# Help w/ Hagen Calcium Test Kit Pls



## aquasox (Sep 11, 2005)

When do I start counting the drops of reagent 3...do I count the total drops for step 5 only OR step 4 (1 drop) AND step 5 together?


Instructions read:

4) Add 1 drop of Reagent 3 to the test tube.......If, after 1 drop, the color changes from light pink to violet, the Ca measure is below 20 ppm.

5) If the color remains pink, continue to add 1 drop at a time....Count each drop and stop when color changes from light pink to violet....

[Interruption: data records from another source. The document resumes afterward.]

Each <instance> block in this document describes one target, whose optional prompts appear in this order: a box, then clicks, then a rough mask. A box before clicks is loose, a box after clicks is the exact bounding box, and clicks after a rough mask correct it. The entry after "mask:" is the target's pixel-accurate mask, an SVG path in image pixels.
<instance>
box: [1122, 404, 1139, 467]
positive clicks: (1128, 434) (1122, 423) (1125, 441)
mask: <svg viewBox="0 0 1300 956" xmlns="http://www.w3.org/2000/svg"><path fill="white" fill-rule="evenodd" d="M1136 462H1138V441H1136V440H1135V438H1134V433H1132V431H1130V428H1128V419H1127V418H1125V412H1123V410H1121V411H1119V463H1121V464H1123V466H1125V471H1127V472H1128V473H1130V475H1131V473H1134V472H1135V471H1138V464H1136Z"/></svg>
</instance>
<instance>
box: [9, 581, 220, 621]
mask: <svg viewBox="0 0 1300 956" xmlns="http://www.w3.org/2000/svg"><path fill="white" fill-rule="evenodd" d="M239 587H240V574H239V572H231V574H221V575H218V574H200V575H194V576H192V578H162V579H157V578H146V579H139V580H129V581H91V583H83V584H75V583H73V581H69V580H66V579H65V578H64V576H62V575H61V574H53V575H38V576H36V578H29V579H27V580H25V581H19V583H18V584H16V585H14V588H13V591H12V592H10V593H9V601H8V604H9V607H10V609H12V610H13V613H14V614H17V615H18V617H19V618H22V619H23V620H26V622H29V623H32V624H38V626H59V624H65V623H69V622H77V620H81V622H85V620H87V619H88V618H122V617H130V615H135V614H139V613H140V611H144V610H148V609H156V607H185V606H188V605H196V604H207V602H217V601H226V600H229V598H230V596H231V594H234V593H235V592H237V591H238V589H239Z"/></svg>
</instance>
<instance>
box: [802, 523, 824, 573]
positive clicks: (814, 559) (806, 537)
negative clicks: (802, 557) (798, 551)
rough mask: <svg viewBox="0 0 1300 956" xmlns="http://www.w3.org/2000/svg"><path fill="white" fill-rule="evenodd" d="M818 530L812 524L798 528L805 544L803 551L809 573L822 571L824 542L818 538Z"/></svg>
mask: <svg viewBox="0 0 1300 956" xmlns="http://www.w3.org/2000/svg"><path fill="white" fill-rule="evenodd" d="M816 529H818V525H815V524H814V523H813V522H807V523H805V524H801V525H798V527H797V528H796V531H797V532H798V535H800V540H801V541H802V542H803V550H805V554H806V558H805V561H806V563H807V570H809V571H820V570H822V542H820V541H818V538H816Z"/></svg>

6) Mulitply total number or drops by 20 to determine Ca ppm.


Thanks


----------



## dennis (Mar 1, 2004)

You include the first drop, technically.

According to the directions:
1drop=20ppm Ca
2drop=40
3drop=60
etc

That is not super accurate though and I would double the entire thing then divide by 2 to gat a more accurate reading. To do this, use a double sample of water (if the test says to use 10ml of tank water, use 20ml instead and add double any other initial reagents also). Then add your drops of reagent 3 and when the color changes to violet, multiply by 20 as per the directions then divide that by 2 to get a more accurate reading.


----------



## Edward (May 25, 2004)

Hi

- use 5 ml
- add 7 drops of reagent #1
- mix
- add 3 drops of reagent #2
- mix

- add 1st drop of reagent #3
- mix
- If color changed you have less then 20 ppm Ca, if not
add 2nd drop of reagebt #3
- If color changed you have 40 ppm Ca, if not
add 3rd drop &#8230;.and so on

[1 drop in 5 ml = 20 ppm Ca]
[1 drop in 10 ml = 10 ppm Ca]


----------



## dennis (Mar 1, 2004)

Sounds about right Edward


----------